El 2017 arrancará, previsiblemente, con esa contraofensiva, que, aunque parezca insensato decirlo, era necesaria. Este año no hubo gobierno, ni tuvimos Presidente. A Jimmy Morales se le evaporó el capital político en apenas un año, por inacción. La oposición hizo el trabajo de gobierno y levantó una agenda sustantiva en el Congreso, quizá la más notable desde 1986. Pero el próximo año el gobierno, la bancada oficial FCN-Nación y sus aliados en el Congreso y en las cortes, saldrán por fin a ejercitar el músculo de su poder político.

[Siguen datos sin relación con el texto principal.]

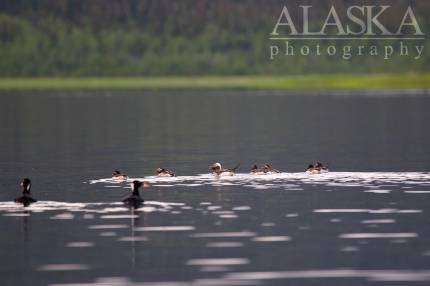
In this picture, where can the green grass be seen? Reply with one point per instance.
(305, 82)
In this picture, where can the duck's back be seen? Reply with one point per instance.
(25, 200)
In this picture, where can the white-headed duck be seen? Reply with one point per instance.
(117, 175)
(134, 200)
(217, 170)
(162, 172)
(26, 198)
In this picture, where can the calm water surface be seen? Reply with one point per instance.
(364, 223)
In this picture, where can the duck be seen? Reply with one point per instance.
(26, 198)
(117, 175)
(162, 172)
(217, 170)
(255, 170)
(264, 170)
(270, 170)
(311, 170)
(321, 168)
(134, 200)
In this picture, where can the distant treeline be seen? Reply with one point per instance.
(165, 37)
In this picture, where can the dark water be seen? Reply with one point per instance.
(364, 223)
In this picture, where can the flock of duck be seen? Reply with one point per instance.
(135, 200)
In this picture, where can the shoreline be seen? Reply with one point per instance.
(343, 84)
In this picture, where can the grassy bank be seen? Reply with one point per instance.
(306, 82)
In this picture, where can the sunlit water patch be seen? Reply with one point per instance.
(374, 181)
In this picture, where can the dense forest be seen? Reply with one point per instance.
(165, 37)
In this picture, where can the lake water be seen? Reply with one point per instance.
(366, 222)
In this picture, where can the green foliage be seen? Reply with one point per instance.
(155, 38)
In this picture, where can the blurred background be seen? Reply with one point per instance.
(162, 37)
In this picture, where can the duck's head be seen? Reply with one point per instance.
(26, 185)
(216, 166)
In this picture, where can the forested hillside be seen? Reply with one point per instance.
(165, 37)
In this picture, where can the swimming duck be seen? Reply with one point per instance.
(134, 200)
(255, 170)
(161, 172)
(312, 170)
(320, 167)
(217, 170)
(117, 175)
(264, 170)
(25, 199)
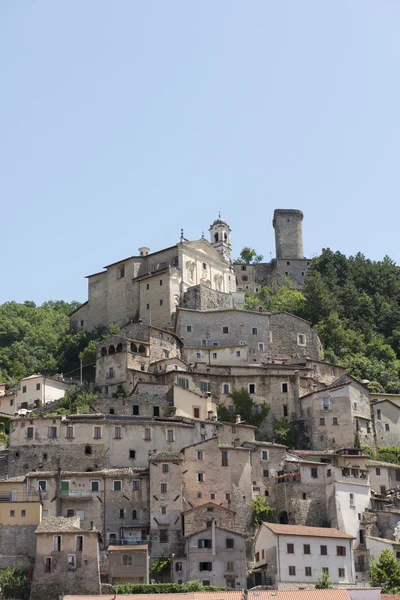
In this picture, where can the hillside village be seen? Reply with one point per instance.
(164, 479)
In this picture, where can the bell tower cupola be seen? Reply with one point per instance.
(220, 238)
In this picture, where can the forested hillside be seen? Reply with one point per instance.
(37, 339)
(354, 303)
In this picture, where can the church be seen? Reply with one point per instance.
(149, 287)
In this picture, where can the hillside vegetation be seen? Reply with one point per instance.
(354, 303)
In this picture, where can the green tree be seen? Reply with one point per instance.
(14, 583)
(251, 413)
(323, 582)
(248, 256)
(261, 512)
(385, 573)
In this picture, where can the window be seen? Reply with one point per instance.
(57, 543)
(52, 432)
(301, 339)
(164, 536)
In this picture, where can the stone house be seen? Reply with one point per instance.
(266, 335)
(386, 415)
(338, 416)
(149, 286)
(294, 556)
(67, 559)
(128, 564)
(215, 556)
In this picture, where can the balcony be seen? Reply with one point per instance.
(76, 495)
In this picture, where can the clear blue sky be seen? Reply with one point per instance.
(122, 122)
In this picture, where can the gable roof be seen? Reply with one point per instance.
(329, 532)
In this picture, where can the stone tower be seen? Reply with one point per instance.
(288, 225)
(220, 238)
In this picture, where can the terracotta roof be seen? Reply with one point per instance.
(124, 548)
(305, 530)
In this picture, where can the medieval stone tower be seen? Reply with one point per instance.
(288, 225)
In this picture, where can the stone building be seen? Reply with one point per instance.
(67, 559)
(289, 267)
(149, 286)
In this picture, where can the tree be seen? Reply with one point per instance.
(324, 582)
(14, 583)
(261, 512)
(385, 573)
(251, 413)
(248, 256)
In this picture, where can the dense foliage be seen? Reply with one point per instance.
(37, 339)
(165, 588)
(251, 413)
(354, 303)
(385, 573)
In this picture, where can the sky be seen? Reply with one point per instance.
(123, 122)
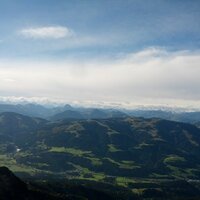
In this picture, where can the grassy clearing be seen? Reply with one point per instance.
(112, 148)
(73, 151)
(16, 167)
(173, 159)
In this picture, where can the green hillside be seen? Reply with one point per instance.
(133, 153)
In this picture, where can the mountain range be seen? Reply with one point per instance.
(138, 154)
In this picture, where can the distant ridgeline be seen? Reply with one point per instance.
(143, 157)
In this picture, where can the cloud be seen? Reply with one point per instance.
(153, 76)
(46, 32)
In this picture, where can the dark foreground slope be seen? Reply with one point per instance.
(12, 188)
(143, 156)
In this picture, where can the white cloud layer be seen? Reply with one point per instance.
(150, 77)
(48, 32)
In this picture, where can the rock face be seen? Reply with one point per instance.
(11, 187)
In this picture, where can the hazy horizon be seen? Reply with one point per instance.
(122, 53)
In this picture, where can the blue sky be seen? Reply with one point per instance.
(73, 35)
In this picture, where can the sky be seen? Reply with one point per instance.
(102, 52)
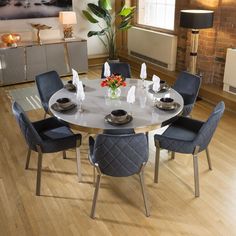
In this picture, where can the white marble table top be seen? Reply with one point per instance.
(97, 105)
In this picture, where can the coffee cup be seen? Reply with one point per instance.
(119, 115)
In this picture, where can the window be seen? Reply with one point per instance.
(157, 13)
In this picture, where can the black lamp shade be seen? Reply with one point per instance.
(196, 19)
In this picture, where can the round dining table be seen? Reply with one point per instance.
(97, 105)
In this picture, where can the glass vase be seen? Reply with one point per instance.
(113, 93)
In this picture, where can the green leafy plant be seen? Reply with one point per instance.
(102, 15)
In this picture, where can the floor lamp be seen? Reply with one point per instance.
(195, 20)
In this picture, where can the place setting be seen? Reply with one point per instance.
(120, 116)
(63, 105)
(167, 104)
(72, 85)
(158, 85)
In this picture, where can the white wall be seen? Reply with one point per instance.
(95, 47)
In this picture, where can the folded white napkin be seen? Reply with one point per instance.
(80, 95)
(131, 95)
(143, 72)
(107, 70)
(156, 83)
(75, 77)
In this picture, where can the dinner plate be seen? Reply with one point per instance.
(70, 87)
(58, 108)
(164, 89)
(162, 106)
(109, 120)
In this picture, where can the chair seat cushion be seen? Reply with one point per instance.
(55, 135)
(180, 135)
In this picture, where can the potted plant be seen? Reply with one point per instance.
(105, 18)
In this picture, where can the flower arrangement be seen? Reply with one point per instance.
(113, 82)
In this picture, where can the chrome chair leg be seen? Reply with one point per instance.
(28, 159)
(94, 173)
(144, 193)
(196, 174)
(64, 154)
(95, 196)
(208, 159)
(39, 170)
(157, 160)
(78, 164)
(172, 155)
(45, 115)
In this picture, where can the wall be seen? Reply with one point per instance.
(95, 47)
(213, 43)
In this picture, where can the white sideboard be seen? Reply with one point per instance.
(23, 63)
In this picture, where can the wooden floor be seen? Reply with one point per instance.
(65, 204)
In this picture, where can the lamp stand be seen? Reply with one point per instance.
(67, 31)
(193, 51)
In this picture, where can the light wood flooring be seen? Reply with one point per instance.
(64, 206)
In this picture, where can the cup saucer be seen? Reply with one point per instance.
(163, 106)
(58, 108)
(110, 120)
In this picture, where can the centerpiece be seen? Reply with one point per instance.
(113, 82)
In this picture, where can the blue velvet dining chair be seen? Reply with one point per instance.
(46, 136)
(120, 68)
(118, 156)
(186, 135)
(47, 84)
(188, 86)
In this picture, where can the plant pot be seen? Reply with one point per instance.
(113, 93)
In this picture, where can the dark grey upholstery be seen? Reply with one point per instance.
(119, 155)
(50, 134)
(120, 68)
(45, 136)
(184, 134)
(189, 136)
(48, 83)
(188, 86)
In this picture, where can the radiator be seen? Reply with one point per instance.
(155, 47)
(230, 71)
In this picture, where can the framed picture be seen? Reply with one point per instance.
(23, 9)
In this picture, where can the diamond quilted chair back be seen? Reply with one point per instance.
(120, 155)
(207, 130)
(30, 134)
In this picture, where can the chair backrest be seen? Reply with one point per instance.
(207, 130)
(188, 86)
(120, 68)
(120, 155)
(48, 83)
(30, 134)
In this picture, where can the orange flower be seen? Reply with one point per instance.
(113, 81)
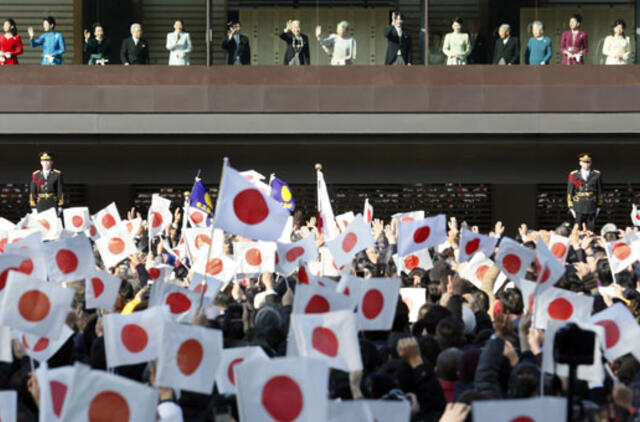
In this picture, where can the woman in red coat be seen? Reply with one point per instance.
(10, 43)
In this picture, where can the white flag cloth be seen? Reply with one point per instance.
(106, 219)
(33, 306)
(115, 246)
(621, 331)
(326, 219)
(76, 219)
(540, 409)
(54, 385)
(69, 259)
(225, 376)
(246, 211)
(290, 255)
(561, 305)
(330, 336)
(593, 372)
(377, 304)
(414, 298)
(623, 252)
(159, 216)
(513, 258)
(9, 406)
(471, 242)
(132, 338)
(283, 389)
(353, 239)
(101, 290)
(254, 257)
(420, 234)
(476, 268)
(189, 357)
(100, 396)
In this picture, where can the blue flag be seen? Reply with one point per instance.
(201, 200)
(280, 192)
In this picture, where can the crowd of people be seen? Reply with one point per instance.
(457, 48)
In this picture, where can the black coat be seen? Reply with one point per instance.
(395, 43)
(509, 51)
(304, 56)
(134, 54)
(243, 51)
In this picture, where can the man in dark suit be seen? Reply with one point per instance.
(507, 50)
(399, 49)
(297, 45)
(135, 50)
(236, 45)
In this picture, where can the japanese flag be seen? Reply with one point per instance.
(106, 219)
(314, 299)
(101, 290)
(330, 336)
(76, 219)
(225, 376)
(621, 331)
(291, 255)
(189, 357)
(254, 257)
(132, 338)
(559, 246)
(355, 238)
(377, 304)
(33, 306)
(100, 396)
(115, 246)
(414, 298)
(9, 406)
(367, 213)
(540, 409)
(513, 258)
(476, 268)
(53, 385)
(283, 389)
(159, 215)
(69, 259)
(561, 305)
(623, 252)
(471, 242)
(420, 234)
(246, 211)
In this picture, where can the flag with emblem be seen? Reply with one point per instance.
(282, 389)
(415, 235)
(189, 357)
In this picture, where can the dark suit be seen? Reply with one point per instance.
(303, 53)
(46, 193)
(134, 54)
(397, 43)
(510, 51)
(242, 51)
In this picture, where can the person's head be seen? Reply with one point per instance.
(136, 30)
(504, 30)
(537, 27)
(456, 25)
(618, 27)
(343, 29)
(48, 24)
(10, 26)
(575, 21)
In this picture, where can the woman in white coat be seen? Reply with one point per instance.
(179, 45)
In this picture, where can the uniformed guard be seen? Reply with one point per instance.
(584, 192)
(46, 186)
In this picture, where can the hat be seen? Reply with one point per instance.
(584, 156)
(608, 228)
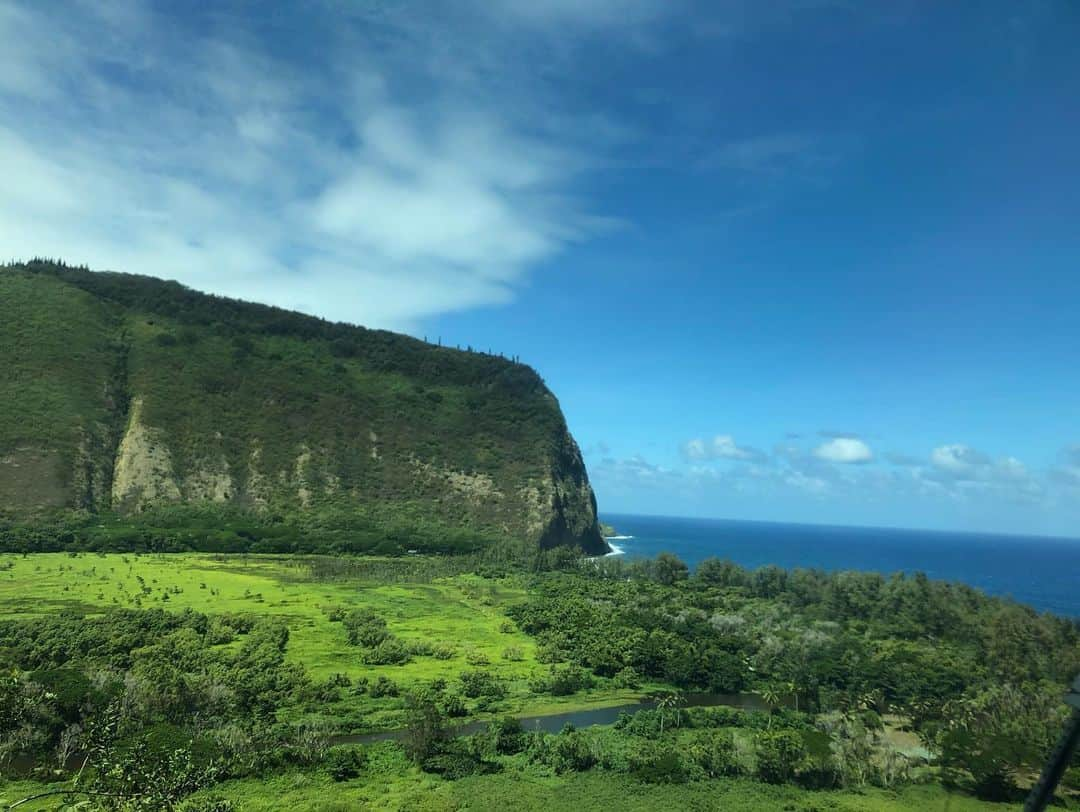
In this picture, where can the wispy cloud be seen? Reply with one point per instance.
(844, 449)
(720, 447)
(340, 180)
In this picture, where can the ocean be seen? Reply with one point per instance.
(1040, 571)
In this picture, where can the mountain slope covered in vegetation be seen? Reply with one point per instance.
(137, 410)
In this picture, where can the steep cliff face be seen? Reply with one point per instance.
(134, 395)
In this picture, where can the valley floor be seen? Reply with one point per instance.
(422, 601)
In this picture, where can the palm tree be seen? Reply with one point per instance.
(669, 702)
(770, 694)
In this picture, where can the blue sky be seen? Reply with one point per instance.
(805, 260)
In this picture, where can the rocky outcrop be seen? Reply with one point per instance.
(179, 398)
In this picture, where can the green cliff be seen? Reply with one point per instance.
(127, 401)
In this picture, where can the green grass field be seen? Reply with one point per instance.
(397, 786)
(464, 612)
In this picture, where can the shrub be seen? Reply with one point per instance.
(563, 680)
(476, 658)
(780, 754)
(714, 752)
(391, 651)
(568, 752)
(420, 648)
(343, 763)
(364, 627)
(453, 705)
(481, 682)
(655, 763)
(504, 736)
(382, 687)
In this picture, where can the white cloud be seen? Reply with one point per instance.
(363, 186)
(720, 447)
(959, 459)
(844, 450)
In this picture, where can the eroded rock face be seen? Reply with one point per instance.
(144, 471)
(275, 414)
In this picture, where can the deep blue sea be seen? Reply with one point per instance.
(1040, 571)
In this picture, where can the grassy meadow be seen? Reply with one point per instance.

No hace falta mucha imaginación para anticipar su agenda y la naturaleza de sus operaciones. Será la restauración del viejo modus operandi, desafiando abiertamente la maquinaria penal y a la ciudadanía que, en apariencia, se enfrió después de los movimientos de 2015. Así, vendrán de nueva cuenta los escándalos por corrupción, tráfico de influencias, nepotismo y la reconstitución de redes clientelares con vistas a las elecciones de 2019. Será la piñata del presupuesto recién aprobado. La CICIG y el MP estarán demasiado ocupados evacuando casos en los tribunales, y materialmente se les complicará perseguir en tiempo real a los nuevos responsables. La ciudadanía tendrá la sensación de entrar a un callejón sin salida.

Pero como la relación seguirá tensa, es muy probable que los fiscales den nuevos golpes y la situación en el Congreso sea más compleja, igual que en las cortes. Por si fuera poco, esa pequeña dinámica local se verá arremolinada por el cambio del entorno internacional. Lo que el status quo celebra aún como triunfo suyo, vislumbrando un promisorio abanico de oportunidades que apalancan su actual contraofensiva (la llegada de Trump a la Casa Blanca) se le podría revertir. La relación costos (contratos de lobistas, etcétera) y beneficios, será decepcionante para ese status quo, incómodo con el “poder blando” del establishment de Washington. La mala noticia es que conocerá la cara del “poder duro”, sin que la agenda cambie una sola línea.